La Cour de cassation rappelle une règle importante, en matière de procédure d’inaptitude, dans deux arrêts du 7 janvier 2015 (n°13-20126, n°13-21281), que le salarié prenant l’initiative de la visite de reprise doit au préalable avertir son employeur. A défaut d'un tel avertissement, l'examen ne constitue pas une visite de reprise opposable à l'employeur. Dans l’une des affaires, la visite de reprise avait lieu dans les locaux de l’entreprise et, dans l’autre, le médecin du travail était venu visiter les locaux de l’employeur.
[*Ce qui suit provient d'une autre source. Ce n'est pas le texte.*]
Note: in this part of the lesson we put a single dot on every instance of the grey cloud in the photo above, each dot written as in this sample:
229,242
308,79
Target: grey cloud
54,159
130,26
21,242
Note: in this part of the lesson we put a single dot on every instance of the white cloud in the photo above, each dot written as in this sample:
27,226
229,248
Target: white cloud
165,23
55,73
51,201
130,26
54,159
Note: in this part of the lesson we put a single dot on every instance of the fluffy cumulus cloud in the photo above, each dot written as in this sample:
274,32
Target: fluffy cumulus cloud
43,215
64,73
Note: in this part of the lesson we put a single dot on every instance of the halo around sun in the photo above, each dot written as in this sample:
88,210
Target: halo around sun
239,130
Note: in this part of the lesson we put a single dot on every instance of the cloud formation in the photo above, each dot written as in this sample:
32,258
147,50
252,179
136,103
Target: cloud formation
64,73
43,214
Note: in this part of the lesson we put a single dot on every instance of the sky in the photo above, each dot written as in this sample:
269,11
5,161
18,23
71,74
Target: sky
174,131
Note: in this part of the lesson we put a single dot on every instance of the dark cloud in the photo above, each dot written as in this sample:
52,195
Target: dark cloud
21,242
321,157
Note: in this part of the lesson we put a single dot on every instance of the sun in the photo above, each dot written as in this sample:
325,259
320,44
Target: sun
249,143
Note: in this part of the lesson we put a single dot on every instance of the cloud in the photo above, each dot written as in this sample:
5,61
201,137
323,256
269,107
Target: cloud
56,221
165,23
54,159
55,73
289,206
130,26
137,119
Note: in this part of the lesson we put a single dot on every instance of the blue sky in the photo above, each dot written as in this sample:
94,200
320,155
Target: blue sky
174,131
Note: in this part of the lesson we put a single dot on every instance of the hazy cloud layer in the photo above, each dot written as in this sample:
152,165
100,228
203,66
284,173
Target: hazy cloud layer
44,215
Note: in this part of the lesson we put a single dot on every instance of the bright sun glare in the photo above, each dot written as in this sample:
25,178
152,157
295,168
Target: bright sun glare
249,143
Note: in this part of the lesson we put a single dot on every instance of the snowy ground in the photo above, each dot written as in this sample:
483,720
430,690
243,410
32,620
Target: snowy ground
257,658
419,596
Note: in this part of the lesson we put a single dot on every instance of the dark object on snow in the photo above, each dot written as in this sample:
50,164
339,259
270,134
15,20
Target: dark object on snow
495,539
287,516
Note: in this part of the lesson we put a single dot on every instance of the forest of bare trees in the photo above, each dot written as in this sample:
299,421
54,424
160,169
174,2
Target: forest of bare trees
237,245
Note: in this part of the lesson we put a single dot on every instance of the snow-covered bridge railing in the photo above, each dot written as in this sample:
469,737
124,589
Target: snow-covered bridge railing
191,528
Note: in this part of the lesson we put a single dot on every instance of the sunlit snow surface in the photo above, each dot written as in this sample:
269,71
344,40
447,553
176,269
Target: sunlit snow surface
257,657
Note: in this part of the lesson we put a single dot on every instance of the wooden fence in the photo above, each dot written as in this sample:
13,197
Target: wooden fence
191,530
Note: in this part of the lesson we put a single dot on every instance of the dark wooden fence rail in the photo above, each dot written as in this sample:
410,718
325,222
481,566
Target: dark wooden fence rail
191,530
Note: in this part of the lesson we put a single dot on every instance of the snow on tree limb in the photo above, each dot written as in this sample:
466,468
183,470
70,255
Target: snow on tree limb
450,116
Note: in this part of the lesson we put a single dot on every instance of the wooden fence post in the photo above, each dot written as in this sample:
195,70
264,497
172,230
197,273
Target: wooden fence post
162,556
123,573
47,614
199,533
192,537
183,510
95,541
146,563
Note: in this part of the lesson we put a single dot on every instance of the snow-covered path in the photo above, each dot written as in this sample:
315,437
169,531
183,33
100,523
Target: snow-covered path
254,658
Or, pour les juges, l’employeur n’avait pas été au préalable averti, mais seulement mis devant le fait accompli.

 

2. Renonciation à la clause de non-concurrence et dispense de préavis :

Dans un arrêt du 21 janvier 2015 (n°13-24471), la Cour de cassation précise que l’employeur peut renoncer à la clause de non-concurrence avant le départ effectif du salarié qui est dispensé de son préavis, et peu importe que la convention collective ou le contrat de travail prévoie une date ultérieure.

 

3. Différence de traitement instituée par accord collectif et présomption de justification :

Dans un arrêt du 27 janvier 2015 (n°13-22179), la Cour de cassation a indiqué que : « les différences de traitement entre catégories professionnelles opérées par voie de conventions ou d'accords collectifs, négociés et signés par des organisations syndicales représentatives, investies de la défense des droits et intérêts des salariés et à l'habilitation desquelles ces derniers participent directement par leur vote, sont présumées justifiées de sorte qu'il appartient à celui qui les conteste de démontrer qu'elles sont étrangères à toute considération de nature professionnelle. »

 

4. Modalités particulières de libération de l’obligation de non-concurrence dans la CCN Ingénieurs et Cadres de la Métallurgie :

La convention collective précitée prévoit qu'en cas de rupture conventionnelle du contrat de travail à durée indéterminée, dans les conditions prévues par les articles L. 1237-11 et suivants du code du travail, l'employeur ne peut se décharger de l'indemnité de non-concurrence, en libérant l'ingénieur ou cadre de l'interdiction de concurrence, que par une mention expresse figurant dans la convention de rupture (Soc.4/002/2015 n°13-25451).

 

5. Précisions sur le temps partiel : une ordonnance du 29 janvier 2015, publiée le 30 janvier 2015, prévoit que la durée minimale de 24 heures ne s’applique pas aux contrats de moins d’une semaine et aux contrats de remplacement. Pour les salariés ayant demandé à bénéficier d’une dérogation à la durée minimale de 24 heures et ceux embauchés avant la publication de la loi du 14 juin 2013, ils bénéficieront d’un droit de priorité, et non plus d’un droit « automatique » pour occuper un emploi à temps partiel de plus de 24 heures.